Our church took part in the nationwide 21-day Awakening Fast this January. We broke the fast on Sunday, and most of us are happily reacquainting ourselves with the pleasures that we put on the altar for a time. Meat. Solid food. Facebook. Chocolate. Movies. Sweet nothings by the mouthful.
I’m relieved to have finished out the 21 days, but find myself reluctanct to leave this place at the altar. This place where I couldn’t run to the candy bowl for comfort, so I opened my arms to my Savior. This place where my time was better focused because I wasn’t checking Facebook 20+ times a day. You all are fascinating, you know. This place where the Lord lit a fire in me to study Spanish so that I will be able to connect on a heart level with the beautiful people at the Home of Life in Costa Rica this summer. Where I began to sort through our abundance of things and release them.
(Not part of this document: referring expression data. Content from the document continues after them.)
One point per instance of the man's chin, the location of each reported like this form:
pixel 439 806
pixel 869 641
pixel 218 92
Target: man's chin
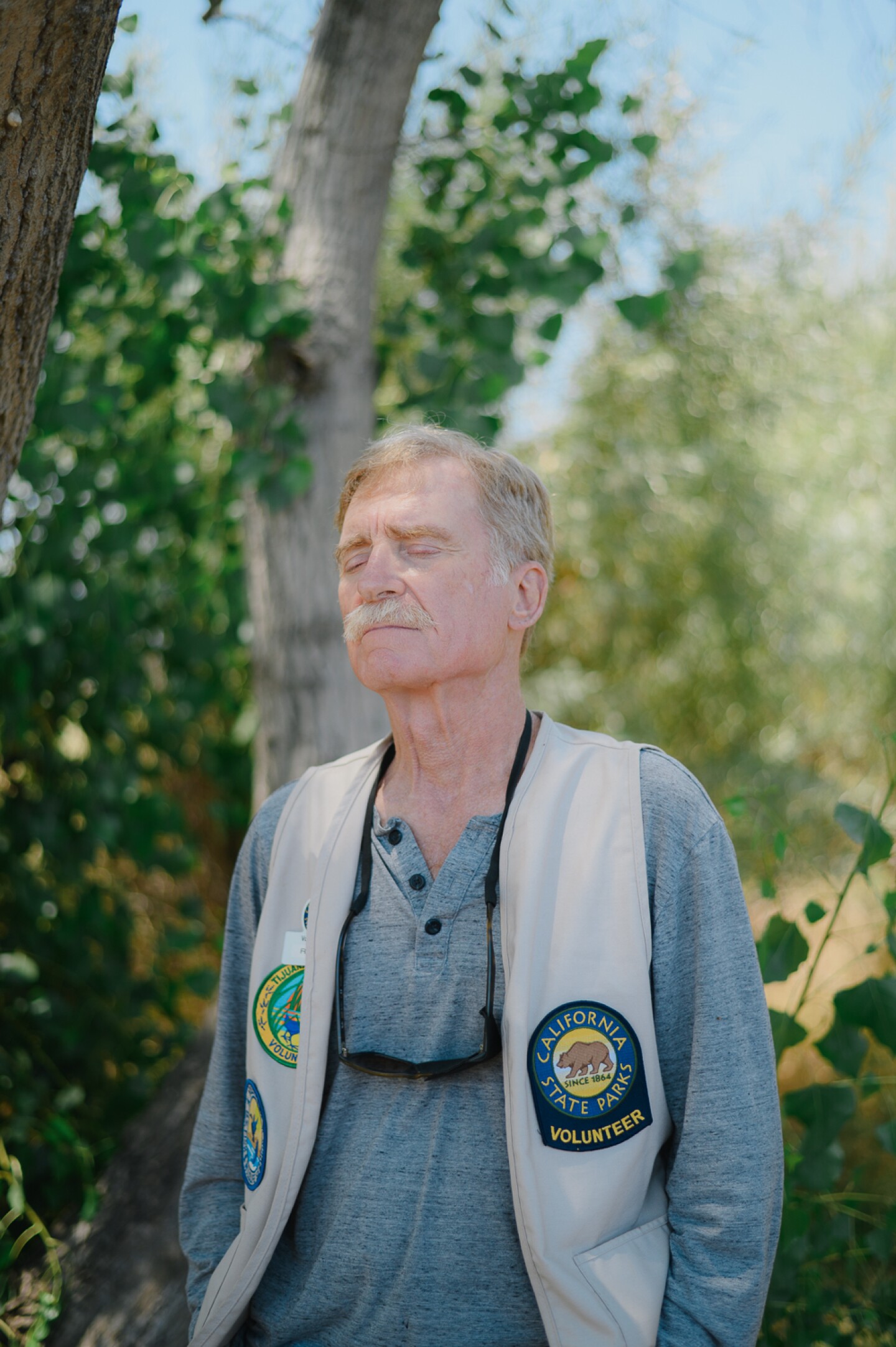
pixel 383 669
The journey that stretches before us is a marathon rather than a sprint. My quality time each day with Rosetta Stone and StudySpanish.com is chipping away at the language barrier before me. The skis we sold on Craigslist, the ski boots we still have posted, and the craft room piled with outgrown toys waiting to be posted are drops in the bucket of bailing out our home. And the Lord whispers in my heart that this is planting time. The Spring, if you will, of the new direction the Lord is taking us. Each verb that I learn to conjugate, each one-time treasure released to a new home, each prayer lifted up to fill the bowls in the throne room is a seed sown into the field of His future for our family.
So I linger at this altar of 3 weeks that advanced His purposes in my heart, praying over what to let back into my days and with what boundaries. Because planting time has only begun, and I don’t want to short the harvest He has for our lives one measure by underestimating the value of each seed sown.